Вот уже семь лет, как она закончила худграф и теперь сама преподавала в одном техническом ВУЗе рисунок. А с Валерой они теперь дружили, и Вера до сих пор себе не верила, что её бывший преподаватель, очень талантливый и тонкий живописец, вот так запросто с нею общается. И она с ним. Без всяких двусмысленностей. Да и какие тут могли быть кривотолки — когда-то он был женат на её однокурснице, бедовой Эльке, и они всем курсом гуляли у них на свадьбе в общаге. А вот по поводу живописи и совместных пленэров — тут его вечной парой была она и Валя, которая совсем недавно родила второго сына и поэтому на время выпала из их живописной обоймы. Но и сейчас, и тогда — Вера с замиранием сердца смотрела на то чудо, которое неизменно выходило из-под Валериной акварельной кисти — пейзажи, необыкновенно чистые по цвету и пронзительные. А смотрела она обычно на процесс, пристроившись за широкой Валериной спиной, препод-то из него был немногословный, и учил он живописным премудростям больше своим личным примером. После недолгих и путаных объяснений, он, как водится, оборвав речь на полуслове, махал рукой и говорил своё коронное: «Так, кто не понял, становитесь сзади и срисовывайте». Вот так.
И Вера и Валя мостились всегда за ним в первых рядах, правда, срисовывать как-то путём ни разу не получилось. Так, как писал Валерий Леонидович, слабо было всем. Но и у них со временем стало что-то получаться. А вообще, вот так смело ставить этюдник рядом со студенческими, не стесняясь и не опасаясь фиаско, красить учебные постановки на глазах у своих учеников — мог только он. И Вера гораздо позднее поняла опасность этого героизма, когда стала преподавателем сама.
А вдруг не получится? А у тебя за спиной ватага острых на язык студентов, готовых запросто ниспровергать любые авторитеты. А уж если ты — молодой преподаватель, да ещё и внешне от этих бестолочей мало отличим, пощады тогда не жди. Но у Валерия Леонидовича получалось всегда, и он частенько срывал уже готовую акварель, скептически разглядывал её, щурясь, на вытянутой руке, и, повернувшись к замершим в почтительных позах ученикам, спрашивал без тени издёвки: «Кому на палитру отдать?». Доставались его шикарные акварели обычно самым ушлым, Вера и Валя всегда стеснялись выхватить первыми бесценный предмет своих мечтаний. А потом, как-то незаметно, стали ходить на пленэр втроём, и чисто по-человечески сдружились.

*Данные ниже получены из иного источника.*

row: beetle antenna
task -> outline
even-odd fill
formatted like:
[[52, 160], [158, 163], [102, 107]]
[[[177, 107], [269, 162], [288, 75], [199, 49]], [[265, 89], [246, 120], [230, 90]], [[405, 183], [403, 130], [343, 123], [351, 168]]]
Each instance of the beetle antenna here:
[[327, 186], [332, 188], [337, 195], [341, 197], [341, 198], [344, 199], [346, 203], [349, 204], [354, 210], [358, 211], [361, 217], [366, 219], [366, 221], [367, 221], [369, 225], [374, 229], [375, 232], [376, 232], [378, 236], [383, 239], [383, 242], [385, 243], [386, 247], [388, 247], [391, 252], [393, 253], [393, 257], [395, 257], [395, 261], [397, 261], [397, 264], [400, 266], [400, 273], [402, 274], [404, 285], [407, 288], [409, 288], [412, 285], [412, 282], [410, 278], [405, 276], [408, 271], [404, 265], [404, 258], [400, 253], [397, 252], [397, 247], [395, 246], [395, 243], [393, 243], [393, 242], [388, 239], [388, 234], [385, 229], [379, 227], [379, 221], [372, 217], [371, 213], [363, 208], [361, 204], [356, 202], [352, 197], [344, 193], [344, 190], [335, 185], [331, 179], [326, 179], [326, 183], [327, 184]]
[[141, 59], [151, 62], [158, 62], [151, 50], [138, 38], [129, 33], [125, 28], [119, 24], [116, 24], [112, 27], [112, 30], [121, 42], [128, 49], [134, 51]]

Позднее, когда уже учёба была позади, и диплом на руках, велосипед его уже бывшей жены оказался у Веры на даче. Пока его не украли в прошлом году… Велосипеда было очень жаль, но обида брала за другое: ей нравилось думать, что эта вещь оказалась именно у неё после прекращения официальных отношений «ученик-ученица».
— Ну, что ты тут застряла? Я уже стал, чай потом, пошли, пока солнце есть. День короткий. — И Вера, бросив всякие печенья и варенья на столе, прыгнула в Наташкины валенки и вывалилась наружу, смешно осмыгиваясь на снегу в непривычной обуви.
День был хоть и по-зимнему короткий, но вышедшее солнце без следа уничтожило все признаки хмурой «русской безнадёги». Хмарь сошла куда-то в направлении соседней Борисовки, с крыш по-весеннему закапало, и снег заблестел тёплыми весенними бликами. Валера уже успел жидкой охрой набросать композицию, и делал подмалёвок. Вера, вообще-то, зимой писала совсем мало, и тубы с масляной краской успевали подсыхать за период бездействия. На этот случай у неё в этюднике всегда было шило. Пока она тыкала им в присохшие тюбики, а потом, тихонечко матерясь, давила загустевшую краску на палитру, у Валеры было уже почти всё готово.
Он поставил этюдник по привычке впереди неё, чтобы бывшей ученице был хорошо виден его холст. И Вера, искоса поглядывая на его уже оживающую работу, почти превратившуюся в кусочек ускользающей красоты зимнего дня, плюнула на всё и решительно пошла обратно в дом.
Положив самый тугой тюбик на пол сенцев, она, решительно сжав губы и вооружившись молотком, стала постукивать по тубе, выгоняя упорно не желавшую выползать наружу краску и приговаривая: «Ах ты ж, зараза!». И та не заставила себя ждать — выплюнула на пол приличную кучку густого, пастозного марса оранжевого.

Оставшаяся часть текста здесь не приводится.